According to the letter, the loan will create of Egypt a subordinate country, which will not be the case if the loan is discarded in favor of a national program for economic reform designed in a way that makes fundamental changes to the economy and which should involve development programs, halting privatization plans and creating a safety network for the disenfranchised.

According to journalist Karim Abdullah, the problem lies in the fact that the Egyptian government offered a lot of unprecedented concessions in order to curry favor with the IMF. “For the first time in 60 years, the government partially lifted subsidies on bread and fuel, which led to a remarkable price hike that reached 100% in some cases,” he wrote. “Added to this is offering tax facilities for business tycoons and offering investment privileges to international corporations.” Abdullah argued that through doing this the government managed to be on the good side of the US and consequently the major international financial institutions such as the IMF and the World Bank.

“This was done at the expense of the majority of citizens who have ever since been suffering from the madly soaring prices of water, electricity, fuel, foodstuffs, and housing ,” he added, predicting that more measures of a similar nature are expected to be applied. “The government is already planning to modify labor, investment, and bidding laws.”

Banking expert and MP Passant Fahmi argued that at the moment there is no alternative to borrowing from the IMF. “We have a budget deficit that requires an immediate action,” she said. “Heroic statements are useless at the moment. True, there are other solutions, but they will all take a lot of time and we cannot afford this.” Fahmi said, adding that it is important for people who reject the loan to “leave their ivory towers” and think practically.

Fahmi explained that investors are not willing to risk starting business in Egypt because Egypt is seen as unstable and only an economic cover like the one provided by the IMF will restore investors’ trust. “We need stability and the IMF is part and parcel of this stability because it will restore our reputation as a stable country in front of the whole world,” she added. “The IMF will tell the world that we are now a stable country and this is something we cannot do on our own.”

Former IMF Assistant Executive Director Fakhry al-Fiqqi argued that the loan will solve the crisis that resulted from the remarkable hike in the exchange rate of the US dollar whether officially or in the black market. “The loan will be deposited at the Egyptian Central Bank, which means an increase in the foreign reserve so that it will be able to meet the demands of investors and importers who are now resorting to the black market,” he said, adding that the gap between the official exchange rate and that of the black market will start narrowing. “This is in the best interest of investors as well as average citizens for whom prices of commodities will be become stable.”

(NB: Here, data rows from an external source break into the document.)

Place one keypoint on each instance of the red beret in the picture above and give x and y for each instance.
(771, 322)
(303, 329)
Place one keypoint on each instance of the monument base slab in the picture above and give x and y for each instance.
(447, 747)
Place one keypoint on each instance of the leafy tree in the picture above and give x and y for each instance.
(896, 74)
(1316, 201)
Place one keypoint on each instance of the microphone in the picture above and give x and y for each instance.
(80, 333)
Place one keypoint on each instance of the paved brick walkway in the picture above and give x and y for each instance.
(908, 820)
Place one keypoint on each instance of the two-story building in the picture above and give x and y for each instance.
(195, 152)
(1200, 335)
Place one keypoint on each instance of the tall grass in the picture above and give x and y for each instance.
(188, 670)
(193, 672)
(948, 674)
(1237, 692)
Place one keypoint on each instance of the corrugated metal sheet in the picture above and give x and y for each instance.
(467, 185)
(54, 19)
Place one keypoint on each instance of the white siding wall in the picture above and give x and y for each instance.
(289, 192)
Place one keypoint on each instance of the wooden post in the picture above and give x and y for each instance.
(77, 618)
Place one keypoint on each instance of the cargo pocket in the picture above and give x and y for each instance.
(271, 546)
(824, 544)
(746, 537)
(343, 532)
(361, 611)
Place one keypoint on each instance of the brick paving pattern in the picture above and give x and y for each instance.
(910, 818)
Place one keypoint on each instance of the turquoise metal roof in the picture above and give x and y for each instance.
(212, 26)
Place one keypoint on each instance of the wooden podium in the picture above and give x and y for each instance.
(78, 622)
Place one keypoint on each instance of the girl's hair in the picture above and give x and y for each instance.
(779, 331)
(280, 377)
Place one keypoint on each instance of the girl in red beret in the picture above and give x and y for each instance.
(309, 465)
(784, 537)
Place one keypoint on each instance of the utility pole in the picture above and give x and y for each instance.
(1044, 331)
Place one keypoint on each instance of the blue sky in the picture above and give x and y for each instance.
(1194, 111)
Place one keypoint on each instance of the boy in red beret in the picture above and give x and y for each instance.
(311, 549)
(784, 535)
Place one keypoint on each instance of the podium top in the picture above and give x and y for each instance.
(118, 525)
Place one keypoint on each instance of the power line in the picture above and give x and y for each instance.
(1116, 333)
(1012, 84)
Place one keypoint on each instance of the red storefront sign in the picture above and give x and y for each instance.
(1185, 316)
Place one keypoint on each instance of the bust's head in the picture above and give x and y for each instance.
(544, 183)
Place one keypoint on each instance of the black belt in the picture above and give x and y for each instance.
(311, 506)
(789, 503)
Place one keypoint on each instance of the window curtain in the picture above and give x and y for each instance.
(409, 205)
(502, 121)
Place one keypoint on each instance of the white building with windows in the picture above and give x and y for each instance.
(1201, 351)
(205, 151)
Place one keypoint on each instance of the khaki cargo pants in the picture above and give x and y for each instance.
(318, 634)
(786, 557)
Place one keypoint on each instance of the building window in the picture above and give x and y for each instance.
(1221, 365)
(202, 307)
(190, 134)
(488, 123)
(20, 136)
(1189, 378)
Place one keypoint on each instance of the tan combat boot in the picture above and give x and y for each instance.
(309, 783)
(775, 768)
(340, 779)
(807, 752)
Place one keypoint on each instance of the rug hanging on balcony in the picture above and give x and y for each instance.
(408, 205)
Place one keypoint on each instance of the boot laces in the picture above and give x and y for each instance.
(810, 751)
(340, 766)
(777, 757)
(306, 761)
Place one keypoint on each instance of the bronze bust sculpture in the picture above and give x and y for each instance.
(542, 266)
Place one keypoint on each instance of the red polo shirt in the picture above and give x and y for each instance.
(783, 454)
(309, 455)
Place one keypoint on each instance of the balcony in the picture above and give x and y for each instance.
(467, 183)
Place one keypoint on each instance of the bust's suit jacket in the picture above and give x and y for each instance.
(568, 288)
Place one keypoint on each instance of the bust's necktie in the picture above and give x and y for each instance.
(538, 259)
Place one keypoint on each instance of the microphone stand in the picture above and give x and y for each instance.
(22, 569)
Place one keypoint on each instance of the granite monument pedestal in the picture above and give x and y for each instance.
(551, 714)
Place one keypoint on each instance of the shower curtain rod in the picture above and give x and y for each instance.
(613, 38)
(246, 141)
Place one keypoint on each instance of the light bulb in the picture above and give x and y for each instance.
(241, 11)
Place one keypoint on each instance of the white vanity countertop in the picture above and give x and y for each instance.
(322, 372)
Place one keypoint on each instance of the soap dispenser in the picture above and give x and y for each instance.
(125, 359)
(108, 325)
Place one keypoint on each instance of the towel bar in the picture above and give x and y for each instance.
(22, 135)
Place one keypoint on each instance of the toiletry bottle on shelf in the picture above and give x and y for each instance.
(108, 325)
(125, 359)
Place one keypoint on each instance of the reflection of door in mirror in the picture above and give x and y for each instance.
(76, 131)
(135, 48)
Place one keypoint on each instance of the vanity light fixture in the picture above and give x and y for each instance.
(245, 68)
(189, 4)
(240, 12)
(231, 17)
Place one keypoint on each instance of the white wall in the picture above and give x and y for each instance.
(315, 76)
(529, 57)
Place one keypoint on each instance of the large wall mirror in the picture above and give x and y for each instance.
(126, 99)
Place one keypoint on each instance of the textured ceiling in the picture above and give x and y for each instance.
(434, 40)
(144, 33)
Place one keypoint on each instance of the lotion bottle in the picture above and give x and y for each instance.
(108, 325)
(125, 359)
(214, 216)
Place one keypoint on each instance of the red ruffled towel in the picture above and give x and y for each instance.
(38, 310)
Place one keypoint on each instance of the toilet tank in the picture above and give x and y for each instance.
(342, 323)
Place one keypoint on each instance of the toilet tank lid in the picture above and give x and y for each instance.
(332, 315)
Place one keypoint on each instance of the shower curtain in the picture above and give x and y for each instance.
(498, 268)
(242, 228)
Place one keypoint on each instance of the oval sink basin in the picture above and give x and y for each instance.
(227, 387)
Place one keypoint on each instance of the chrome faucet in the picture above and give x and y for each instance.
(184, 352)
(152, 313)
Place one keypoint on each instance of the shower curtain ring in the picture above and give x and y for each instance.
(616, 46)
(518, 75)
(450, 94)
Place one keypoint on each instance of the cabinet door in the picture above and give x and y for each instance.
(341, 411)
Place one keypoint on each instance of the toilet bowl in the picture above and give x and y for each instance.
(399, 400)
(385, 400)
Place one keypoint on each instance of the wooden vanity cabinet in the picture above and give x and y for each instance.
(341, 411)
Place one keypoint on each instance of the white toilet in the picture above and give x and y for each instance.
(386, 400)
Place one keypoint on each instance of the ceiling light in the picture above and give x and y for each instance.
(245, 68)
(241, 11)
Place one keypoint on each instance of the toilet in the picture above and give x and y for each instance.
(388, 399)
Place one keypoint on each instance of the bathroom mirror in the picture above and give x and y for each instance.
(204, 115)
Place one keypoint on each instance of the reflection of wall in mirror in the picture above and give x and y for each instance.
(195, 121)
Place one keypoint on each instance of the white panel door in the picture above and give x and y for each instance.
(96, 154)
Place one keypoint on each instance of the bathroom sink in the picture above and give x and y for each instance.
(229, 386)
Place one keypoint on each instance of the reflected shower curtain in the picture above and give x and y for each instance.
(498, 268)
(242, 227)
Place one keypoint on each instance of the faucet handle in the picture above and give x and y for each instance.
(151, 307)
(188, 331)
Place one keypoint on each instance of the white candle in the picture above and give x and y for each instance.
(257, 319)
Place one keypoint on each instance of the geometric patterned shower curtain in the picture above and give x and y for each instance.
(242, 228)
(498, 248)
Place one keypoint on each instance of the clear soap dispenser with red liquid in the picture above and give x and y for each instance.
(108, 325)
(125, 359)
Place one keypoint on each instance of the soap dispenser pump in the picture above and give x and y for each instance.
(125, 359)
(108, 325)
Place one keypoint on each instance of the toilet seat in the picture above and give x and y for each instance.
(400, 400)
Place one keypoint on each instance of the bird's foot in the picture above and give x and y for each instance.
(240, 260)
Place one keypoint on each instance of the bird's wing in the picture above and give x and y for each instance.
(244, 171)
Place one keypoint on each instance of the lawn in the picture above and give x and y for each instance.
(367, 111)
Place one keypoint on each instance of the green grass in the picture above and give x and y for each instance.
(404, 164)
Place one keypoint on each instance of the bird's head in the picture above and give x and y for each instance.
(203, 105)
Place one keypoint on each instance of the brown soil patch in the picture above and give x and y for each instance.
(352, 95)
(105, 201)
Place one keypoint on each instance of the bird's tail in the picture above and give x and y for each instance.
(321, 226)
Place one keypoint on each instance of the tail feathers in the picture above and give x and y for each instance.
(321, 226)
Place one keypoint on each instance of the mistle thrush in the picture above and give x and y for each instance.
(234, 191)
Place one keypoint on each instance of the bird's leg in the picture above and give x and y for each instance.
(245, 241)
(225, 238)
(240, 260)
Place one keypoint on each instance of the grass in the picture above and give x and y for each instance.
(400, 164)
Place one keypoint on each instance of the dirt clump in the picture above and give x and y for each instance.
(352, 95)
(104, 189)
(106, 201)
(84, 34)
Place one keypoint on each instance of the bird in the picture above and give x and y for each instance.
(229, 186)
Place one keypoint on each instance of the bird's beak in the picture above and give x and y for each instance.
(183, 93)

Economic expert and former IMF Deputy Director Mohamed al-Erian admitted to the validity of many concerns about the loan since the IMF has a reputation of disregarding the local repercussions of the conditions it seeks to impose. For him, making the best of the current loan to Egypt is contingent upon six factors: designing a local economic program that takes the country’s conditions into consideration, addressing the social problems the loan might cause though making sure that the vulnerable echelons of society are protected, the political will to implement the designed program, the adequate external financing, transparency in communication between relevant parties, and cooperation between those parties in case adjustments to the original plan are required.

While acknowledging that there is no guarantee of success, Erian is hopeful: “Egyptian and IMF officials are said to have placed substantial emphasis on a set of pro-growth reforms aimed at improving sectors of Egypt’s economy with significant untapped potential,” he wrote. “Moreover, the agreement is understood to include fiscal, monetary, and exchange-rate measures aimed at containing financial imbalances and ensuring the program’s medium-term viability. And, importantly, it promotes the strengthening of social-welfare programs and safety nets – features that can do much to revive the IMF’s reputation in Egypt and bolster trust among stakeholders.”